完整版代码,从pdf提取文本、进行清洗、统计字数等,还有可以优化的地方,有时间了再重构,后期可以整合为一个框架。先记着。

# encoding: utf-8

"""
    author: Gupern 
    purpose: extract text from pdf, clean useless text and count words.
    usage: 
        0. windows + python3.6.2
        1. pip install pdfminer.six
        2. put this py script and all pdf files in one dirctory
        3. run 'python pdf2txtNew.py'
        4. it will generate foo.txt, fooClean.txt according to foo.pdf
            foo.txt: text from pdf.
            fooClean.txt: clean text from foo.txt
    possible problems:
        1. there are four type in your test pdfs, and I write 4 solution for them.
           So if you have more types, it may not work.
        2. I manipulate text(pdf) according to the characteristics I found from 
           test pdfs you gave me, so it may not work because the rule I use may not 
           work for all this kind of pdfs.
    if you have any problem, please contact me, my oicq is four five three one seven 
    two one 0 nine.
"""
from pdfminer.pdfinterp import PDFResourceManager, PDFPageInterpreter
from pdfminer.converter import TextConverter
from pdfminer.layout import LAParams
from pdfminer.pdfpage import PDFPage
from io import StringIO
import os 
from os import path
import re 
import collections


def convert_pdf_to_txt(path, pages=None):
    if not pages:
        pagenums = set()
    else:
        pagenums = set(pages)
    output = StringIO()
    manager = PDFResourceManager()
    converter = TextConverter(manager, output, laparams=LAParams())
    interpreter = PDFPageInterpreter(manager, converter)

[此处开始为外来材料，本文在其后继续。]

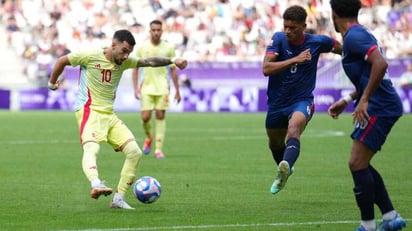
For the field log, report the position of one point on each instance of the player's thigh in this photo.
(374, 133)
(93, 125)
(276, 137)
(147, 102)
(161, 102)
(119, 133)
(306, 108)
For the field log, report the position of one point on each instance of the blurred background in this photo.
(227, 36)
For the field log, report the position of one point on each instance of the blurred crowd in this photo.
(202, 30)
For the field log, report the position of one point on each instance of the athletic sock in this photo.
(278, 154)
(382, 199)
(369, 224)
(160, 134)
(292, 151)
(364, 193)
(147, 128)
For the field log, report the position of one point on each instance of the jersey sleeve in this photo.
(327, 43)
(360, 43)
(274, 44)
(79, 58)
(131, 62)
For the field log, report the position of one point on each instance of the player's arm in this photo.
(58, 69)
(160, 61)
(135, 79)
(378, 71)
(339, 106)
(271, 66)
(337, 48)
(173, 74)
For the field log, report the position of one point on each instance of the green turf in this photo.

    infile = open(path, 'rb')
    for page in PDFPage.get_pages(infile, pagenums):
        interpreter.process_page(page)
    infile.close()
    converter.close()
    text = output.getvalue()
    output.close()
    return text


def saveTxt(txt, filename):
    with open(filename[:-3]+'txt', "w") as f:
        print('openTxt:' + filename[:-3]+'txt')
        f.write(txt)


# 将统计写入第一行
def add_words_count(cleanFilenameFull):
    dictTmp = (collections.Counter(re.findall('\w+', open(cleanFilenameFull).read())))
    count_all_words = 0
    for index,key in enumerate(dictTmp):
        count_all_words += dictTmp[key]
        # print(key, dictTmp[key])
    print(count_all_words)
    line_prepender(cleanFilenameFull, 'count_all_words is: ' + str(count_all_words))


# 写入第一行
def line_prepender(filename, line):
    with open(filename, 'r+') as f:
        content = f.read()        
        f.seek(0, 0)        
        f.write(line.rstrip('\r\n') + '\n' + content)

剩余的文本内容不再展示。